Seven ’s influence on the Neapolitan director Mario Martone is Torrance’s subject. At the end of the volume, Douglas Cairns considers the reception of the play in two Antigones, by Sophocles and by Brecht (first produced in 1948). These papers independently demonstrate that it is impossible to divorce the modern reception of the Seven from the realities of war. Martone’s work Teatro di Guerra is profoundly concerned with war-torn Sarajevo (p. 31); Brecht’s play was engendered in the shadow of the Second World War, and deals starkly, if less subtly than Sophocles (p. 198), with class struggle and the depredations of the state.
Aeschylus and War is a salutary reminder that Seven against Thebes must be understood in the martial context from which it draws its inspiration. Moreover, it is to be hoped that this useful and thought-provoking collection of papers will help to rekindle critical interest in a great and difficult work, which has for too long been condemned to brood sublimely in relative neglect.
Authors and Titles
1. Aeschylus and War, Isabelle Torrance
PART I: Modern perspectives
2. Aeschylus on war: a conversation with Lieutenant Colonel Kristen Janowsky
Moderated by Olivier Morel and Isabelle Torrance; prepared for publication by Isabelle Torrance
3. Aeschylus, gangland Naples, and the Siege of Sarajevo: Mario Martone’s Teatro di Guerra, Isabelle Torrance
4. Thebes as high-collateral-damage target: moral accountability for killing in Aeschylus’ Seven against Thebes, Peter Meineck
PART II: Ancient perspectives
5. Greek armies against towns: siege warfare and the Seven against Thebes, Fernando Echeverría
6. Eteocles and Thebes in Aeschylus’ Seven against Thebes, Lowell Edmunds
7. The music of war in Aeschylus’ Seven against Thebes, Mark Griffith
8. Fathers and sons in war: Seven against Thebes, Pythian 8, and the polemics of genre, Margaret Foster
PART III: The destruction of Thebes, ancient and modern
9. Aeschylus and the destruction of Thebes: what did Apollo’s oracle mean? Alan H. Sommerstein
10. The destruction of Thebes in Brecht’s Antigone (1948), Douglas Cairns
Notes
1. The reviewer should mention that Isabelle Torrance reviewed his own monograph on tragedy in 2009. See I. Torrance, ‘Guilt in Tragedy’, CR 59 (2009), 26–27, reviewing N.J. Sewell-Rutter, Guilt by Descent (Oxford, 2007). The reviewer has never worked with Torrance and did not attend this symposium on Seven against Thebes.
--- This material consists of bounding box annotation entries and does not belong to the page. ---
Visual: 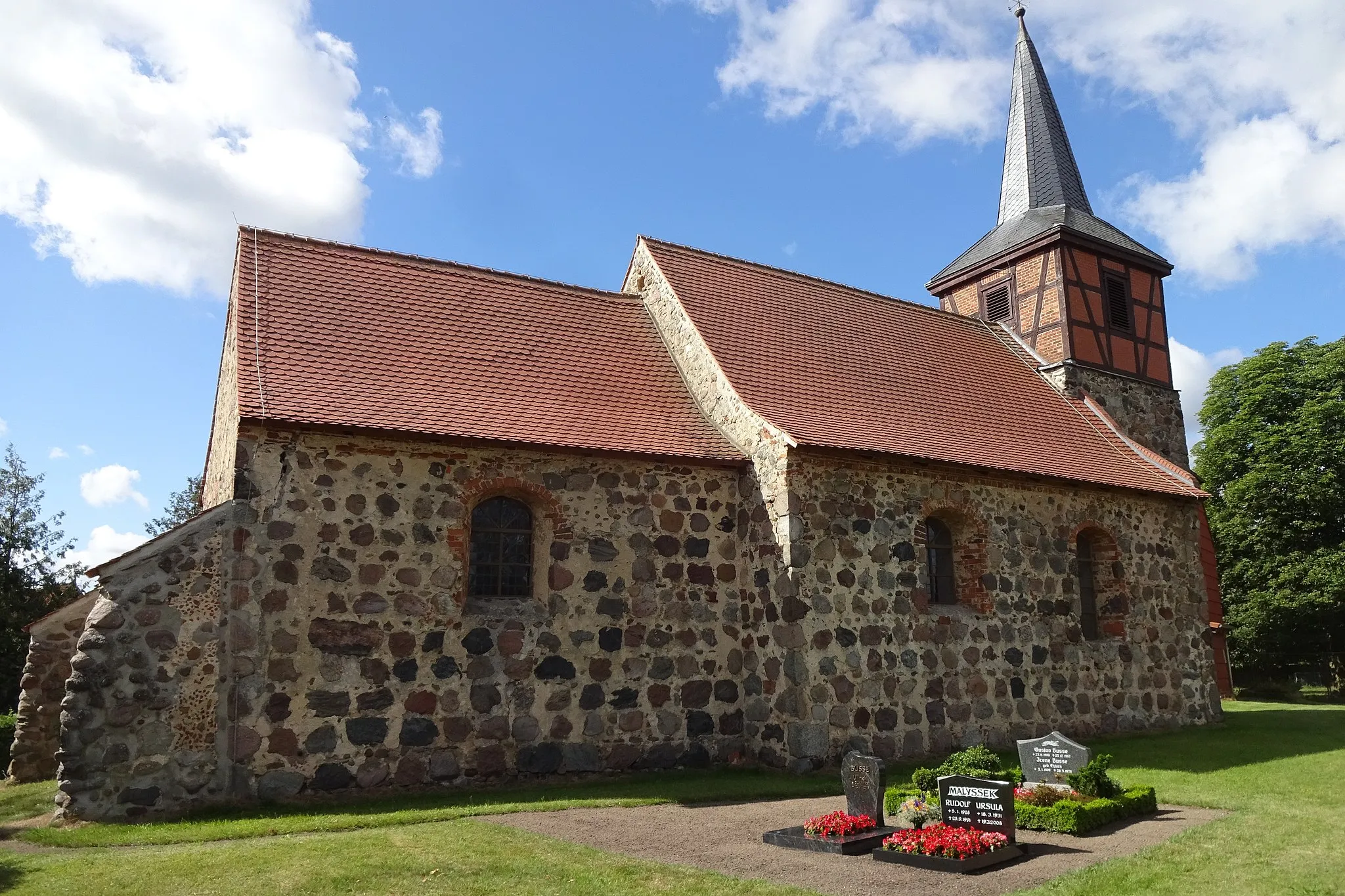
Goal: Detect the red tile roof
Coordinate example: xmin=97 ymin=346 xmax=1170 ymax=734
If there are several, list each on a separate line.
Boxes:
xmin=644 ymin=239 xmax=1202 ymax=496
xmin=234 ymin=228 xmax=742 ymax=459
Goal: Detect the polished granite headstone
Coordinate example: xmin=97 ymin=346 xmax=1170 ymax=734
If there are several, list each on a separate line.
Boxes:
xmin=1018 ymin=731 xmax=1092 ymax=784
xmin=841 ymin=750 xmax=888 ymax=828
xmin=761 ymin=751 xmax=896 ymax=856
xmin=939 ymin=775 xmax=1015 ymax=843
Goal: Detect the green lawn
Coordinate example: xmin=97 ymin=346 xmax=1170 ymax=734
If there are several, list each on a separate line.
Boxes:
xmin=0 ymin=702 xmax=1345 ymax=896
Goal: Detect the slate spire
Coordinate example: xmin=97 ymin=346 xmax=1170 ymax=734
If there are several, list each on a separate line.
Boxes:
xmin=1000 ymin=7 xmax=1092 ymax=224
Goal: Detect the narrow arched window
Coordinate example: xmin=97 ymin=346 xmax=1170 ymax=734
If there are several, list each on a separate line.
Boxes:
xmin=925 ymin=517 xmax=958 ymax=603
xmin=1074 ymin=533 xmax=1097 ymax=641
xmin=468 ymin=496 xmax=533 ymax=598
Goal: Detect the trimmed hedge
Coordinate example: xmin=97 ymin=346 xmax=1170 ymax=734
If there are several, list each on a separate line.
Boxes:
xmin=1011 ymin=787 xmax=1158 ymax=836
xmin=882 ymin=784 xmax=939 ymax=815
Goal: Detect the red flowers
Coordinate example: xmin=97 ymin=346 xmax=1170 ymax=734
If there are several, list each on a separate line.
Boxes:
xmin=882 ymin=822 xmax=1009 ymax=859
xmin=803 ymin=809 xmax=878 ymax=837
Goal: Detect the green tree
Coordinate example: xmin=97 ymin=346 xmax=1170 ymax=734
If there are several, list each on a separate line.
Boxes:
xmin=145 ymin=475 xmax=206 ymax=534
xmin=0 ymin=444 xmax=79 ymax=710
xmin=1196 ymin=339 xmax=1345 ymax=685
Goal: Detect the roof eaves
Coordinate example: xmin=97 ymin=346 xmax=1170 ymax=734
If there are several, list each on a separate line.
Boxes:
xmin=640 ymin=235 xmax=990 ymax=333
xmin=238 ymin=224 xmax=639 ymax=302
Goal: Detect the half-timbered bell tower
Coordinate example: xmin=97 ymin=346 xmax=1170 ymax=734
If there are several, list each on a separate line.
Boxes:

2. P. 1, and see Hdt. 6.114.
3. This very relevant recent history is considered by Echeverría, p. 85
4. E. g. the wonderfully pregnant: ‘So my question is quite tangled, and perhaps it’s more a comment.’ p. 18.
5. Respectively pp. 15–18, 20–22.
6. F. I. Zeitlin, ‘Thebes: Theater of Self and Society in Athenian Drama’, in J. J. Winkler and F. I. Zeitlin (eds.), Nothing to Do With Dionysus? (Princeton, 1990), 130–67.